Effect of substrate clamping on evolution of properties in homovalent and heterovalent relaxor thin films

Abstract

Relaxor ferroelectrics, well known for their large dielectric and piezoelectric response, are attracting growing interest in thin-film form driven by a need for miniaturized devices. Fundamental understanding and control of the performance of relaxors as thin films, however, is underdeveloped relative to studies of bulk versions. One obvious challenge is substrate clamping, which reduces the dielectric and piezoelectric response, yet systematic comparisons of the effect of substrate clamping on different relaxor materials is missing.

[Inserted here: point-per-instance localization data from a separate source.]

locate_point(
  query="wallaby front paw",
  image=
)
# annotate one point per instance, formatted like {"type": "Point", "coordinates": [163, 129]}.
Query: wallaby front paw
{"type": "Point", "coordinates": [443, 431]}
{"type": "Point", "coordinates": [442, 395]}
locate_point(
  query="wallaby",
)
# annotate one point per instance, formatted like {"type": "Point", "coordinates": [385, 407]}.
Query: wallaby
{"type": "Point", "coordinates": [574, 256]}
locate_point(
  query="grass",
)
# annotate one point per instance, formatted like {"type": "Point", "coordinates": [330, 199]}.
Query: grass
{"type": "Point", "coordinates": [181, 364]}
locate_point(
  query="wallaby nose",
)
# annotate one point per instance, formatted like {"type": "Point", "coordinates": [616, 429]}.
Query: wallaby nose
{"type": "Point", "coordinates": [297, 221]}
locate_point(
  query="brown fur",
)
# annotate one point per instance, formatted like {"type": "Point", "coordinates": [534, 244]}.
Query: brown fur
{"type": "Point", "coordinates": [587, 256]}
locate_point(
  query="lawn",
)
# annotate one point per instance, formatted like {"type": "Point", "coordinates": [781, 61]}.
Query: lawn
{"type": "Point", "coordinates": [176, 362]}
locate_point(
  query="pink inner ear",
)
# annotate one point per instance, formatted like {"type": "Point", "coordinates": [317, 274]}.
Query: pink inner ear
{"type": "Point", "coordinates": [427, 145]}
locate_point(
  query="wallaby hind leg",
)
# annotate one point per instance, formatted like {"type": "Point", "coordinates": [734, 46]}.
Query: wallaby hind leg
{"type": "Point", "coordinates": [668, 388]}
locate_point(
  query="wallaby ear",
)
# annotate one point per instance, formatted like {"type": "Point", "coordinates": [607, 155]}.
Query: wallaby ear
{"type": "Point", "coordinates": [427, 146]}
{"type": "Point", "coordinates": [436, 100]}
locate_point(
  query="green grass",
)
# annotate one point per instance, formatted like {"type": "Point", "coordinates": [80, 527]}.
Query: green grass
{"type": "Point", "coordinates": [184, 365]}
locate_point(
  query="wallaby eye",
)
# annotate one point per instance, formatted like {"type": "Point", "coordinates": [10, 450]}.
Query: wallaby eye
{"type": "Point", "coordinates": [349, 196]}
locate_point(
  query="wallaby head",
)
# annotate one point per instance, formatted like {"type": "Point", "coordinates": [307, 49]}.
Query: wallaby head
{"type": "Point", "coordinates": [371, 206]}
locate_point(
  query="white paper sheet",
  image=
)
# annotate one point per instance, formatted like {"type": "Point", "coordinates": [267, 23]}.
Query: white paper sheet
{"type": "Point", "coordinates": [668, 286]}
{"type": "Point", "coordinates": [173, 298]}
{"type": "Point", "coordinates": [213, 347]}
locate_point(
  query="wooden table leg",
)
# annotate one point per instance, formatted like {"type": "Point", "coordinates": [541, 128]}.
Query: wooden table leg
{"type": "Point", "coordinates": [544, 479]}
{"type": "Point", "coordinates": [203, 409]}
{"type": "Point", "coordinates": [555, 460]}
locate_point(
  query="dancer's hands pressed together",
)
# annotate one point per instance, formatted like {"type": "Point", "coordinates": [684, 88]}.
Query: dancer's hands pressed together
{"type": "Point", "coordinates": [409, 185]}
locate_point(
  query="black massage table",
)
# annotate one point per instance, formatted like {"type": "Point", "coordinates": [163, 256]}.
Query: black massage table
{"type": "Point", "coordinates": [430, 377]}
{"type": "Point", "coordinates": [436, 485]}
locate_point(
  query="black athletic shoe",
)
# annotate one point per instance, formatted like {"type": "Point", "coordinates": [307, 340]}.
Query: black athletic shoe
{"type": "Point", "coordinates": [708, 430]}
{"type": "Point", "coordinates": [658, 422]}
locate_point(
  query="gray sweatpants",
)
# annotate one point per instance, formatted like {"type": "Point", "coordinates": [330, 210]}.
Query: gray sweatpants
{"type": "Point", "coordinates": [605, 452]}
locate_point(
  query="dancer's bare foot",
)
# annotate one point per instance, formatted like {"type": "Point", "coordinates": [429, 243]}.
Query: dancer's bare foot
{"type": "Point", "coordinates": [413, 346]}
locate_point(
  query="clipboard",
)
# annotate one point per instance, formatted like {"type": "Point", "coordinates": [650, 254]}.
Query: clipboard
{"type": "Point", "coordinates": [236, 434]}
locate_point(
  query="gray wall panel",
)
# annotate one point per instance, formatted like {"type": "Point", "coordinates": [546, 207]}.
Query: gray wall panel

Here, the impact of epitaxial constraint on the relaxor behavior and properties of both homovalent ${\mathrm{BaZr}}_{0.5}{\mathrm{Ti}}_{0.5}{\mathrm{O}}_{3}$ and heterovalent $\mathrm{Pb}{\mathrm{Mg}}_{1/3}{\mathrm{Nb}}_{2/3}{\mathrm{O}}_{3}$ relaxors is studied in (001)-, (011)-, and (111)-oriented thin films. While the different orientations of $\mathrm{Pb}{\mathrm{Mg}}_{1/3}{\mathrm{Nb}}_{2/3}{\mathrm{O}}_{3}$ heterostructures show little variation in dielectric permittivity, a strong orientational effect is observed in ${\mathrm{BaZr}}_{0.5}{\mathrm{Ti}}_{0.5}{\mathrm{O}}_{3}$ heterostructures, with (111)-oriented films exhibiting a 67% higher dielectric permittivity than (001)-oriented films, a difference that is attributed to how substrate clamping along different crystallographic axes interacts with the polar-structure nucleation and growth. Measurements of dielectric anisotropy in (001)-oriented films confirm the trend---with $\mathrm{Pb}{\mathrm{Mg}}_{1/3}{\mathrm{Nb}}_{2/3}{\mathrm{O}}_{3}$ heterostructures exhibiting just half as much anisotropy in dielectric permittivity than ${\mathrm{BaZr}}_{0.5}{\mathrm{Ti}}_{0.5}{\mathrm{O}}_{3}$ heterostructures. These results indicate a higher susceptibility to substrate clamping in homovalent relaxors as compared to heterovalent relaxors, implying that the random fields in the heterovalent relaxors could be advantageous for materials in such geometries and applications.